The vehicle routing problem is then studied considering different vehicles parameters including vehicle type, speed, and capacity. Also, parameters related to customers such as number of customers and locations of charging stations are also considered in the study. CO2 emissions cap is considered as constraint to limit fleet emissions.
The output of applying GA as a solution methodology are concerned with total travel distance, total travel time, fleet size (CV – EV), number of routes, number of EVs recharging, and total travel emissions.
The results of the research have led to the following conclusions:
• The developed mathematical model and the solution methodology were tested and experimented by solving benchmark problems. The accuracy of the results proved to an acceptable degree as errors didn’t exceed 7.7%, and computational speed was small even with large size problems.
• Using high-capacity homogenous vehicles fleet, reduces the number of visits to the depot for commodities recharging and consequently reduces the total traveled distance and travel time.
• The required number of vehicles is not affected by an increase in vehicle capacity until reaching a certain capacity after which a DROP in the required number of vehicles takes place.
The number of electric vehicles visiting the depot or charging stations decreases with increasing vehicle capacity.
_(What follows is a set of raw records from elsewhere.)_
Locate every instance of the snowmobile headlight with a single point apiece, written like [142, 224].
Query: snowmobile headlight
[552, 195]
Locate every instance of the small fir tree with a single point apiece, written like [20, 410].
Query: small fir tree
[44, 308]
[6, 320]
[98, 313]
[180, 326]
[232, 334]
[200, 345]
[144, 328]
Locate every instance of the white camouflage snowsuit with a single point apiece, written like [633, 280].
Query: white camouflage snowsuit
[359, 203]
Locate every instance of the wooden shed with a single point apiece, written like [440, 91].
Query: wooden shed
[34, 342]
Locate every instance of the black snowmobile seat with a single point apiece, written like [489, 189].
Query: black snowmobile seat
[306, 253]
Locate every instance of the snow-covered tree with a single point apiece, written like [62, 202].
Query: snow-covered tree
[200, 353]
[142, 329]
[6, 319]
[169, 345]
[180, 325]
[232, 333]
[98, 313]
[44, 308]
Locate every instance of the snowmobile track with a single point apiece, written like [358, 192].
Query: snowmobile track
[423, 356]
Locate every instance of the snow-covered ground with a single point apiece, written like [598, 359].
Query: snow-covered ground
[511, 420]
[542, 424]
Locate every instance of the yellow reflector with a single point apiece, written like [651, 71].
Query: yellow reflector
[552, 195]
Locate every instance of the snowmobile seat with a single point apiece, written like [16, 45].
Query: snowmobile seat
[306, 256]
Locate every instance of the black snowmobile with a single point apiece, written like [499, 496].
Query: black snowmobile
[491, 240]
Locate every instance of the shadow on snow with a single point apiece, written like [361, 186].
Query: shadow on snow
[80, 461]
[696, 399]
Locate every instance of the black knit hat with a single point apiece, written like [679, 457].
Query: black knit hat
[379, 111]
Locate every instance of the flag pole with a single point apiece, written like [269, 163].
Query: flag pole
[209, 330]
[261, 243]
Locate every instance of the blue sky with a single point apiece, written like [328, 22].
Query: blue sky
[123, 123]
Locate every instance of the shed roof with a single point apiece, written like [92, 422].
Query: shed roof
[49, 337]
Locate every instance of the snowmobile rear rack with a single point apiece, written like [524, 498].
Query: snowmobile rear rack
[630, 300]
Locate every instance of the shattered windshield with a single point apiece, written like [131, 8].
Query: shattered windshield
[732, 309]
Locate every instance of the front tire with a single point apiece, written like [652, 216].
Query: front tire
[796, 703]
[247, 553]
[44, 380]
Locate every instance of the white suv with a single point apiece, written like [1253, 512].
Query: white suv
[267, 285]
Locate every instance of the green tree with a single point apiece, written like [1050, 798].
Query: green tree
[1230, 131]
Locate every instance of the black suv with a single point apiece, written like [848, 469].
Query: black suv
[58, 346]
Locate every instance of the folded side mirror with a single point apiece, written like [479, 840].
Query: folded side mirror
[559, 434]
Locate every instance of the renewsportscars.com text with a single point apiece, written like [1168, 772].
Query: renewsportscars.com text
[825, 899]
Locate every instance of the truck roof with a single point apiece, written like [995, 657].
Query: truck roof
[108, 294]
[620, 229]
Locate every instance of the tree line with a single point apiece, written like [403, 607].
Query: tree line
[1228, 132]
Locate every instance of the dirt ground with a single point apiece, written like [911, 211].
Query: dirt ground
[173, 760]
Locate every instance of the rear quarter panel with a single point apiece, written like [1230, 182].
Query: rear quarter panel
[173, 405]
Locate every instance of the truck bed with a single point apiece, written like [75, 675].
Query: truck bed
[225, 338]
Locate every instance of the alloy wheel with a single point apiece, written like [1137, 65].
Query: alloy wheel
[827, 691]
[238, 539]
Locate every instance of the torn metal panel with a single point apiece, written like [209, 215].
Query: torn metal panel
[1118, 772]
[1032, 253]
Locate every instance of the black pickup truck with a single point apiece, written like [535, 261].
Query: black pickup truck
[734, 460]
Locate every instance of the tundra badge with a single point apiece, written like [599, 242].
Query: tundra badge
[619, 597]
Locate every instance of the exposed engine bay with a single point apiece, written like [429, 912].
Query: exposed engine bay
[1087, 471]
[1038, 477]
However, the number of visits to the depot is higher for small vehicle capacities as compared to the number of visits to charging stations. This is because the small capacity vehicles obligatory should visit the depot more frequently for reloading of commodities.
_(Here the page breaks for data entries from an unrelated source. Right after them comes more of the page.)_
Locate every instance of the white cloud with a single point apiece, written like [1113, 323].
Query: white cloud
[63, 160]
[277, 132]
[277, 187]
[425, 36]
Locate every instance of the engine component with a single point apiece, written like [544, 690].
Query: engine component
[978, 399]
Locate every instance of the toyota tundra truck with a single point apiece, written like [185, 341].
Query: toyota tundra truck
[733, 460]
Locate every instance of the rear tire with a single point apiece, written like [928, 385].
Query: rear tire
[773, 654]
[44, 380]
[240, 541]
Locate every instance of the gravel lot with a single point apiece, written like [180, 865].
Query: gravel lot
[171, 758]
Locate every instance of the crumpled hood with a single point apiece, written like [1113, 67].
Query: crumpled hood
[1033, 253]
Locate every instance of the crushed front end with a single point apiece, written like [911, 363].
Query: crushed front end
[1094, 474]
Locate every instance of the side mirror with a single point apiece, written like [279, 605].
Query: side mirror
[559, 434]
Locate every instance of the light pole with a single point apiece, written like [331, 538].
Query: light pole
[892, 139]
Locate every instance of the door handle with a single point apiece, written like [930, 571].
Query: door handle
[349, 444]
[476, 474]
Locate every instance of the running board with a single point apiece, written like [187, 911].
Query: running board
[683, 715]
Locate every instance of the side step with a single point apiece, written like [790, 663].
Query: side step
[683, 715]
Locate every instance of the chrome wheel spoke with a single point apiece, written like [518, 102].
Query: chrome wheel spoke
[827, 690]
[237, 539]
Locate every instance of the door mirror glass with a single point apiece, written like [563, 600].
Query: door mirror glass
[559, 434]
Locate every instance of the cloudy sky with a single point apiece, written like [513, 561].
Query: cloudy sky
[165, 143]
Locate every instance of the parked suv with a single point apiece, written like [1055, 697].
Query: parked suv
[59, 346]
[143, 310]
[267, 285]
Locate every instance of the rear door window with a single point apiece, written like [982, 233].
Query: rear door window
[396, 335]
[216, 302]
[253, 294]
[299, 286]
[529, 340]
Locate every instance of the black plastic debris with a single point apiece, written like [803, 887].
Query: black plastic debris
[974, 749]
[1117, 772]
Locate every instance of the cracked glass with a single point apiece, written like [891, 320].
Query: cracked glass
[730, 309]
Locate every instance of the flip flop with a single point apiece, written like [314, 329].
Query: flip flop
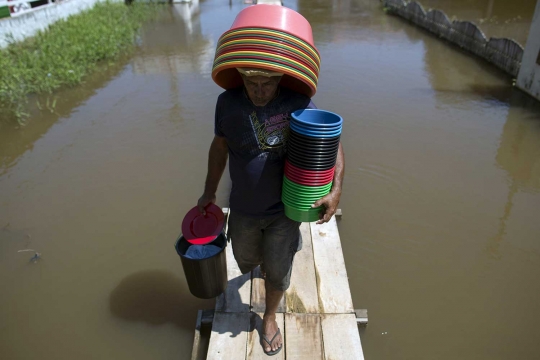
[270, 353]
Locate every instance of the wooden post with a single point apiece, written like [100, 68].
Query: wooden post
[361, 316]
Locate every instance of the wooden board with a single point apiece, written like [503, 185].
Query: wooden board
[332, 281]
[302, 295]
[196, 350]
[254, 348]
[340, 336]
[236, 297]
[303, 337]
[258, 293]
[229, 336]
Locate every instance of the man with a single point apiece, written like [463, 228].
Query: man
[251, 127]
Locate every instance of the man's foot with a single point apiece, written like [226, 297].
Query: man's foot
[271, 339]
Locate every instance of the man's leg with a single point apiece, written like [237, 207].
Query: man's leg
[247, 241]
[270, 328]
[281, 241]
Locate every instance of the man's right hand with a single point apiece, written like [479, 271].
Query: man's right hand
[204, 200]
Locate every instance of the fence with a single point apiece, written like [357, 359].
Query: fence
[504, 53]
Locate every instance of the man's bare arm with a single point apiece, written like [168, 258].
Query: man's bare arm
[331, 200]
[217, 160]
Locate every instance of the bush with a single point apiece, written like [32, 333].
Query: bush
[68, 51]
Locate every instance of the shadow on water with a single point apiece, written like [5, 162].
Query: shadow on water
[519, 155]
[155, 297]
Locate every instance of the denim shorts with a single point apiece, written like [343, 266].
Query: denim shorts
[272, 241]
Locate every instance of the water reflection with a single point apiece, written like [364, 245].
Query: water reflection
[496, 18]
[519, 156]
[16, 140]
[176, 44]
[155, 297]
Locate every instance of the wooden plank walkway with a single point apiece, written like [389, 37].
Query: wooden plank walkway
[316, 318]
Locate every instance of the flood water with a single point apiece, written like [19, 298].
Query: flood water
[496, 18]
[442, 189]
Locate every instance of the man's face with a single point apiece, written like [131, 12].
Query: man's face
[261, 89]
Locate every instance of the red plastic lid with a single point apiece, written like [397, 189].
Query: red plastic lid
[199, 229]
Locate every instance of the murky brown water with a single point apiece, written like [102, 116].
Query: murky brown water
[442, 191]
[496, 18]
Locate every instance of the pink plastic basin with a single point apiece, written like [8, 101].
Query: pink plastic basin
[275, 17]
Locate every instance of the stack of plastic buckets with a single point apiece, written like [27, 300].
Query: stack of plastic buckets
[311, 160]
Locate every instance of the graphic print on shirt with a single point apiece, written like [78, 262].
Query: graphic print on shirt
[272, 132]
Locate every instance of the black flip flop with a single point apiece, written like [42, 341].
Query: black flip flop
[270, 353]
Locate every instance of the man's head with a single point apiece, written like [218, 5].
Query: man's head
[261, 85]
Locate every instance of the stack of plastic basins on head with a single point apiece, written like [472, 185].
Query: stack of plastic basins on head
[311, 160]
[273, 38]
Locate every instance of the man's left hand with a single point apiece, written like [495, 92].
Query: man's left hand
[330, 203]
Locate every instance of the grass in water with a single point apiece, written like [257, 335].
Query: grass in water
[68, 51]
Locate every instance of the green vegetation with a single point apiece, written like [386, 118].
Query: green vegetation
[67, 52]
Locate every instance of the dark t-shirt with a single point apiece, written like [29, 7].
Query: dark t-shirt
[257, 140]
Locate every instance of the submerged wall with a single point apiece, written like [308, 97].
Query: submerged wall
[20, 27]
[504, 53]
[529, 74]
Small capacity vehicles visit the depot more frequently than the large vehicles as the reloading frequency of commodities is higher than large capacity vehicles which adds extra travel distance. In the case of EVs, additional distances are added as the vehicles must travel to CSs for batteries recharging. This leads to the conclusion that electric vehicles fleet will have to travel greater distances as compared to that of CVs for the same vehicle capacity. Similarly, it can also be concluded that the small vehicles’ capacity, when compared to high vehicles’ capacities, require a higher number of routes and higher number of visits to depot leading to higher travel time.
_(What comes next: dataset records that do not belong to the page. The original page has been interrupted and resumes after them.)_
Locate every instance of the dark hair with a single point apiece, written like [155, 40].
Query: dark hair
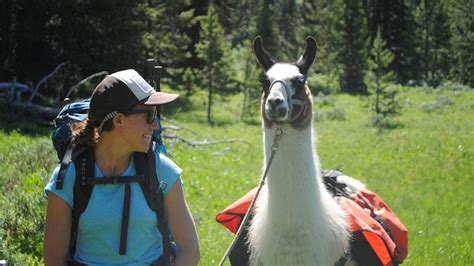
[85, 132]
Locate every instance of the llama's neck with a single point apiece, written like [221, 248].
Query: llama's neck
[295, 156]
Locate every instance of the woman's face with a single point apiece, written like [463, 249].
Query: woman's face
[139, 130]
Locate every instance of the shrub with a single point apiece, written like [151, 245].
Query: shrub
[336, 114]
[320, 83]
[454, 86]
[439, 105]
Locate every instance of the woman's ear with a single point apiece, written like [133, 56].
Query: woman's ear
[118, 120]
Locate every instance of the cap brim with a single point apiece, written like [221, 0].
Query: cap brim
[160, 98]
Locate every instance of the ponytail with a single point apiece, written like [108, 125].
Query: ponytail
[84, 133]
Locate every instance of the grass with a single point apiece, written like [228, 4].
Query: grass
[423, 168]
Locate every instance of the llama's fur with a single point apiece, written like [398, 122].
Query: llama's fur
[297, 221]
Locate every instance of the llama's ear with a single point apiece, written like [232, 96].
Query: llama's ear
[307, 59]
[263, 58]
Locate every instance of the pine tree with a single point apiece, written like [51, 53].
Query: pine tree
[265, 27]
[288, 29]
[248, 76]
[352, 55]
[397, 24]
[320, 19]
[462, 28]
[237, 18]
[433, 41]
[379, 78]
[213, 50]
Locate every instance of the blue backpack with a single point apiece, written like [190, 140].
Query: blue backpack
[83, 159]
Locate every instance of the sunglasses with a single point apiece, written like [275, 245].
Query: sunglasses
[151, 114]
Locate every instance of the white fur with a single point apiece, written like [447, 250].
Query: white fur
[297, 222]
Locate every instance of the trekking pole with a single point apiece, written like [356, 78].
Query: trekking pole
[149, 67]
[276, 140]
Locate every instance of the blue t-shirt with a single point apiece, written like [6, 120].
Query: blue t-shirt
[98, 237]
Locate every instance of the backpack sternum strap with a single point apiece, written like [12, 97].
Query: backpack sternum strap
[106, 180]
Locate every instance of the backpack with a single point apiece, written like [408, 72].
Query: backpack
[84, 162]
[378, 235]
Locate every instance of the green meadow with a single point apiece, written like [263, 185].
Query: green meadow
[423, 167]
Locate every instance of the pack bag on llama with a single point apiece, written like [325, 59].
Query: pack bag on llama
[304, 216]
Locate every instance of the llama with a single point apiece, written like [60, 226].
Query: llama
[297, 221]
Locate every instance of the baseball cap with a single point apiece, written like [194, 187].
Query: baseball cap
[120, 91]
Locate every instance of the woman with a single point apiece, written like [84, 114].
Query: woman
[120, 122]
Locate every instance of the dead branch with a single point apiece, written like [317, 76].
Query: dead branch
[73, 88]
[44, 79]
[177, 126]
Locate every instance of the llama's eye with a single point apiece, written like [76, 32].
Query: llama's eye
[264, 81]
[298, 81]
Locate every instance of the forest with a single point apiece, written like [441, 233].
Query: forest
[206, 45]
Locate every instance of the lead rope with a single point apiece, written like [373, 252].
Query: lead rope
[276, 141]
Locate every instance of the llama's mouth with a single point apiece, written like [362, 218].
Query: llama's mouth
[275, 117]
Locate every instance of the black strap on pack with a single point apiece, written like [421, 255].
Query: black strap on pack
[84, 165]
[153, 193]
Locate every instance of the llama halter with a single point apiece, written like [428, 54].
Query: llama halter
[303, 104]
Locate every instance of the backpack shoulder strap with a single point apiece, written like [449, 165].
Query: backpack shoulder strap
[84, 163]
[63, 167]
[145, 163]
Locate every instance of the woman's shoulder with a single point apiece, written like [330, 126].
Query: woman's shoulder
[66, 177]
[167, 170]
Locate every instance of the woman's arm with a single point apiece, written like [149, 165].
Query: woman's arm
[57, 231]
[182, 227]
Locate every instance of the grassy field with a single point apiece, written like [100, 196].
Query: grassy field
[423, 168]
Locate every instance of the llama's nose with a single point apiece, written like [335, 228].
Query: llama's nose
[276, 105]
[274, 102]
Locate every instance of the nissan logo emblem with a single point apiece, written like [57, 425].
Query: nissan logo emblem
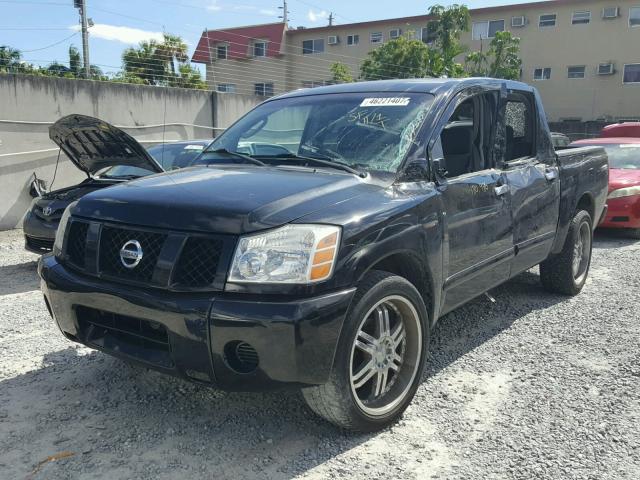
[131, 254]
Increasing the MDTR reduces the number of EV visits to CSs and the depot and consequently reduces the number of vehicles routes and total travel distance and time. For example, it was found that increasing battery life from 50km to 150km reduces the total travel distance by about 30%using 100-units vehicle. However, the number of routes does not change. On the other hand, increasing the MDTR, the number of vehicles needed to complete the service remains constant until certain value of MDTR after which the number of EVs decreases stepwise.
The reference CO2 emissions of a fleet (Emission Cap) in the present study is determined by calculating the total emissions produced by a pure CVs fleet from solving the current VRP. To reduce the total emissions to a certain limit, EVs are introduced to join the present CVs fleet. It was found that if emissions are equal to zero, the fleet is pure EVs, if it is equal to 1, the fleet is pure CVs. In between these values, the number of EVs at zero ratio decreases linearly until the ratio of one where the number of EVs is zero. In contrast, the number of CVs in the mixed fleet remains almost constant for the remaining range of emissions ratios. The use of constant number of CVs within the mixed fleet means that the number of EVs increases with decreasing emission ratio and EVs should make higher number of routes.